Harga Emas Antam Turun Awal Pekan: Hanya Rp1.894.000 per Gram
emasharini.id – Harga emas batangan Antam mengalami penurunan tipis saat memasuki awal pekan. Pada Senin (18 Agustus 2025), harga per gram berkurang Rp 2.000, dan kini ditetapkan di angka Rp 1.894.000 per gram. Demikian pula, harga buyback emas Antam juga turun serupa menjadi Rp 1.740.000 per gram.
Semua Pecahan Ikutan Terkoreksi
Penurunan harga tidak hanya berlaku pada emas ukuran 1 gram, tapi juga variant lain. Misalnya:
-
Emas 0,5 gram turun menjadi Rp 997.000.
-
Ukuran 2 gram kini dibanderol Rp 3.728.000.
-
Varian 5 gram melemah menjadi Rp 9.245.000.
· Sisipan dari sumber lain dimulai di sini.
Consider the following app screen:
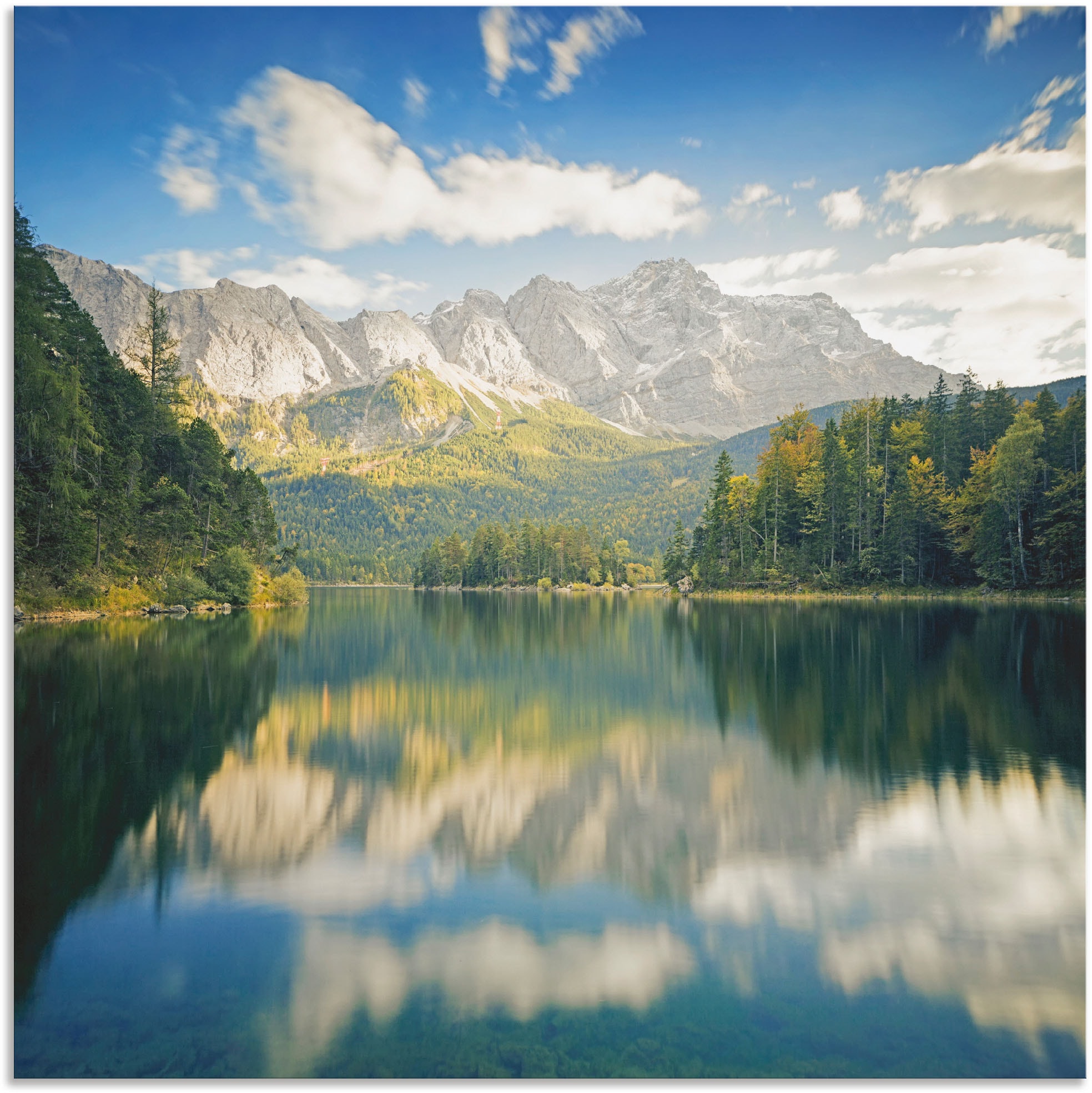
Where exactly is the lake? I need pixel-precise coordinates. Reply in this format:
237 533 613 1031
14 588 1085 1076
Lebih lanjut, ukuran lebih besar seperti 10 gram kini dipasarkan seharga Rp 18.435.000, dan ukuran jumbo 1.000 gram mencapai Rp 1.834.600.000.
Faktor Penurunan: Dorongan Global & Sentimen Hati-Hati
Sementara itu, harga emas dunia juga mencatat pelemahan pada sesi Asia awal pekan ini. Hal ini disebabkan oleh peningkatan data Producer Price Index (PPI) AS yang menunjukkan tekanan inflasi tetap kuat. Trennya membuat investor memperkecil ekspektasi pelonggaran suku bunga, sehingga emas kehilangan daya tarik sebagai aset safe haven. Selain itu, penguatan indeks dolar AS turut menekan permintaan emas global.
Peluang Strategis bagi Investor Jangka Panjang
Di sisi lain, harga emas yang sedang melemah bisa menjadi peluang strategis untuk investor. Mereka yang telah berinvestasi sebelumnya dapat melakukan averaging down—yaitu membeli tambahan saat harga rendah untuk menurunkan biaya rata-rata per gram emas yang dimiliki. Lagi pula, emas tetap dikenal sebagai lindung nilai jangka panjang terhadap inflasi dan ketidakpastian geopolitik.
Namun demikian, investor tetap disarankan untuk memerhatikan selisih antara harga beli dan harga buyback, serta memperhitungkan pajak PPh 22 yang berlaku saat jual beli emas ANTAM. Dengan demikian, investasi tetap efisien dan proceduralnya lebih optimal.
Outlook Jangka Pendek dan Panjang
Secara jangka pendek, pergerakan emas kemungkinan akan dipengaruhi oleh data inflasi AS berikutnya, kebijakan moneter The Fed, dan fluktuasi nilai tukar. Sedangkan secara jangka panjang, dinamika ekonomi global dan stabilisasi geopolitik akan menjadi katalis yang lebih fundamental.